The idea of presorting the set of addresses sounds attractive, but I
see two problems with it: first, that someone *might* make a typo in
the first character or two, which could lead you to make more initial
steps than necessary. More importantly, though, Levenshtein distance
is always a positive number, which means you can't do a proper binary
search. (Which is to say, if you start at the middle item and get a
distance of 42, does that mean you look in the top half or the bottom
half?)
You might be able to do something like calculating Levenshtein
distance with the (n/2)th element, the (n/4)th element, and the
(3n/4)th element, then pick the two elements with the lowest numbers,
and recurse... but you'll want to reason through that looking for
pathological cases. (= If that's an actual algorithm (i.e., it will
always get you there), it's probably not optimal, but it's certainly
less pessimal than 3m compares.
I also wonder if you might be able to recruit your database to help...
at first glance, searches like "levenshtein distance database" or
"database fuzzy matching" look mildly promising.

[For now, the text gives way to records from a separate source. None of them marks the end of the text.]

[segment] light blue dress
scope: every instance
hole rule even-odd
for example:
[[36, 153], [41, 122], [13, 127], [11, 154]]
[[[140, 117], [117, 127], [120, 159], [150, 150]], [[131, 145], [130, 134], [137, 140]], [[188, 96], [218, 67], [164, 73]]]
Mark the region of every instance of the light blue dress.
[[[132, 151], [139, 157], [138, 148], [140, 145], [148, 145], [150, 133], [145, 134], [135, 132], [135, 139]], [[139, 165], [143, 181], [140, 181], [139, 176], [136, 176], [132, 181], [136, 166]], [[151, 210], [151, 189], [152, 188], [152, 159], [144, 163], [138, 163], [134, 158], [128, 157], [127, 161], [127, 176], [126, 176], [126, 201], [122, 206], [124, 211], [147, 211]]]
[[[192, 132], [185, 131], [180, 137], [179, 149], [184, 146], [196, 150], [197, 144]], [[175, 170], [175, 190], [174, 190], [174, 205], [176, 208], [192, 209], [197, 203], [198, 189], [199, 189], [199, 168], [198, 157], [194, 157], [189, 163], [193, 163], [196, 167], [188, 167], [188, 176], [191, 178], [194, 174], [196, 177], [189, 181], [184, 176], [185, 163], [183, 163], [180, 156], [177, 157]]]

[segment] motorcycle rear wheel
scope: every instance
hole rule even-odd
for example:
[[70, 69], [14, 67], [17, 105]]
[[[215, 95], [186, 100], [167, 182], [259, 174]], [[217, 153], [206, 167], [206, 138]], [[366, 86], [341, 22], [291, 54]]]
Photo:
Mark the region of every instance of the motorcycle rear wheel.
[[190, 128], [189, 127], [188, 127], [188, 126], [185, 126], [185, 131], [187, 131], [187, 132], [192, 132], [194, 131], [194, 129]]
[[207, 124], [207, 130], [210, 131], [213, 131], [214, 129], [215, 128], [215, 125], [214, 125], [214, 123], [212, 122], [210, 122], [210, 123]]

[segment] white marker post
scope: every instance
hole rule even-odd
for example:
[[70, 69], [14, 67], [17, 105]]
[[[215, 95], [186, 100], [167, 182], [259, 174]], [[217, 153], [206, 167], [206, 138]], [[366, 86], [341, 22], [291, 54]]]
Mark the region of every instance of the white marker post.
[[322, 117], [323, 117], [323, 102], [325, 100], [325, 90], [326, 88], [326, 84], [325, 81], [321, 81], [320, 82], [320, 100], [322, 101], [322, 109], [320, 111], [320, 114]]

Thanks for the fun brainteaser! I'll report back if I get any flashes
of insight (and remember them long enough to get back to a keyboard).
-Sam
> --
> You received this message because you are subscribed to the Google Groups "pdxruby" group.
> To post to this group, send email to pdx...@googlegroups.com.
> To unsubscribe from this group, send email to pdxruby+u...@googlegroups.com.
> For more options, visit this group at http://groups.google.com/group/pdxruby?hl=en.
>
>
Smart code in ruby will beat a dumb algorithm in C though. I'd say the
real issue is the framing of the problem as a 1-to-n comparison rather
than a heavily pruned search.
-- Markus
Off-line approximate string matching, bibliography is important.
On-line matching is never going to work with a large dataset no matter
how optimal.
So if I assume the pseudo random addresses are all 10 characters long
and comprised of the letters a-z and the digits 0-9 with equal
probability, we see that each address will contain 8 runs of three
characters and any pair with delta-LD <= 2 will have at least one run of
three characters in common.
If we break our 3 million addresses into 36^3 = 46656 buckets based on
the runs they contain (each address being listed 8 times) we only need
to search 8 buckets instead of the full data set, for a factor of
46656/8 = 5832 speedup.
That would take your 10 minute scan down to ~1/10 second.
Of course, the actual statistics of your pseudo random addresses may
well be different (they may be shorter, or longer, mixed case, or...?),
but doubtless a similar scheme can be devised.
-- M